Ninka’s allotment through the seasons
“Spring, well it’s a mass of daffodils of various different sorts. I’ve got all the conventional colours and different styles, some incredibly posh ones from the Thompson & Morgan catalogue. I have difficulty to describe them: sort of frilly, and amazingly colourful. So that is what typifies early spring. Slightly later, I have the fried egg plants – Limnanthes douglasii – they spread across a large area of the plot. Apparently, they are very good for nourishing the soil if you just dig them in after, so there’s a bonus there. It’s all frenetic activity in spring as you can imagine. If I’ve forgotten to plant the garlic in the autumn, which is the best time, then it has to go in then. Spring seems to last such a short time, well all the seasons seem to last such a short time. It’s a matter of catching those golden moments.
“The early summer is the best time, because that’s the strawberry picking season. Certainly for the spring flowers, and the early summer soft fruits, I really enjoy taking them to friends – particularly, I’ve got an elderly friend who is unable to go out – she gets regular cut flowers, the first daffodils of spring, the first strawberries. This time of year [August] it all looks a bit sad and subdued to me, because I seem to be doing an awful lot of clearing of stuff that I have left to seed, but has perhaps been a bit over rampant. Within the next few weeks there will be the autumn raspberries and blackberries to pick, and potatoes to harvest. Winter, I don’t see a lot of it. If I am coming this way I’ll come and get a whole load of stuff like the land cress – which is like watercress but it lives on land – and rocket. There’s lemon balm, and all kinds of things that are nice in winter salads. I’ve got some odd, kind of weird, rooty things that can be boiled up.”
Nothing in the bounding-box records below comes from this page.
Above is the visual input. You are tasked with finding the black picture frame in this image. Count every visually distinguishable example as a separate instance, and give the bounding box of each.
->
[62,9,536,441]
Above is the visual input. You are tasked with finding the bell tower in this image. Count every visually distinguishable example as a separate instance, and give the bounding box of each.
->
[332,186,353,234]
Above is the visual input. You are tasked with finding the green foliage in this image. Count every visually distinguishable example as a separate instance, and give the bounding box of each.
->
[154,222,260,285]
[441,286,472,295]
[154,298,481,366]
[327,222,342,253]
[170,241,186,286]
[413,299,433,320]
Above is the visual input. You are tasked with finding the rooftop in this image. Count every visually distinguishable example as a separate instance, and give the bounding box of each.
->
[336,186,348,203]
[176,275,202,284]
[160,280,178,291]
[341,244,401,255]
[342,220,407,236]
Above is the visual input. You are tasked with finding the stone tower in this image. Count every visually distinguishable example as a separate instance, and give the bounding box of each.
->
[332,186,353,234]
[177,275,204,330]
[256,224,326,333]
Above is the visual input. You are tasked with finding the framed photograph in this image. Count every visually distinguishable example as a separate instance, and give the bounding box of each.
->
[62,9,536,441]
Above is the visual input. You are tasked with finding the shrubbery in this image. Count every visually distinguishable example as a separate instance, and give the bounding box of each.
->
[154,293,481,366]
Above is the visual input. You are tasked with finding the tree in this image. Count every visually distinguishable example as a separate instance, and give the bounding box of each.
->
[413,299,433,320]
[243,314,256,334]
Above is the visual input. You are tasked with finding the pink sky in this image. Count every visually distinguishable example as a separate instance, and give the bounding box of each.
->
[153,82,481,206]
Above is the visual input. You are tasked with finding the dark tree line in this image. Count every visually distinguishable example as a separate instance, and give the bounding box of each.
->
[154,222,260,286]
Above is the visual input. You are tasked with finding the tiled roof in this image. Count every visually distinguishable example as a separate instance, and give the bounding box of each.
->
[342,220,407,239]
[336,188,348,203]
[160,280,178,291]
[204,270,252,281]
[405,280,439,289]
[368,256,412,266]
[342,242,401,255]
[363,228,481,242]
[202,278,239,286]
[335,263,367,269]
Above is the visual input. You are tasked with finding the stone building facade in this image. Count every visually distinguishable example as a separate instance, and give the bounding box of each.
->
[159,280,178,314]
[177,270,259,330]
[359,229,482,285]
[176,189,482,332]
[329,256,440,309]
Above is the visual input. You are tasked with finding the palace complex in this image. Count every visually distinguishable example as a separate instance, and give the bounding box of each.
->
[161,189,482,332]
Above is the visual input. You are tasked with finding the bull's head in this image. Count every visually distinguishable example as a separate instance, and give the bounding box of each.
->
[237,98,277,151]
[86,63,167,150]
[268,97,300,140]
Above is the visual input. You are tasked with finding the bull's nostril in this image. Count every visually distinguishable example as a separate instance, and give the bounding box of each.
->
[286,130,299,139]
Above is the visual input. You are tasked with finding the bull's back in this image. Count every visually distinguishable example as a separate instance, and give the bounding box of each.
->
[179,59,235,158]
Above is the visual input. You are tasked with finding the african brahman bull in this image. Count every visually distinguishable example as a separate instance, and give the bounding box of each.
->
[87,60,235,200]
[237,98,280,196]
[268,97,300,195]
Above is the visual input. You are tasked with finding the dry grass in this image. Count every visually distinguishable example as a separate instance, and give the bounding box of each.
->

‘Vertical’ allotments and other developments
“I would hope that people would want them [allotments] not just for growing rows of vegetables, but maybe more for general leisure purposes. There wouldn’t be any stigma against growing flowers. Just like an extension to their urban lifestyles. There’s one round the corner, which has got children’s swings and a little slide. There’s a project, as part of the New England development, by Brighton station, to build some flats with green credentials. Each flat will apparently have something called a vertical allotment. Now I think this project is on the back burner at the moment, I haven’t heard anything about it for a while. I would like to see what they look like. Also, for that site, the same company that is considering the vertical allotment, wants to take over an area of land locally, so that the residents can also have a conventional type of allotment area.”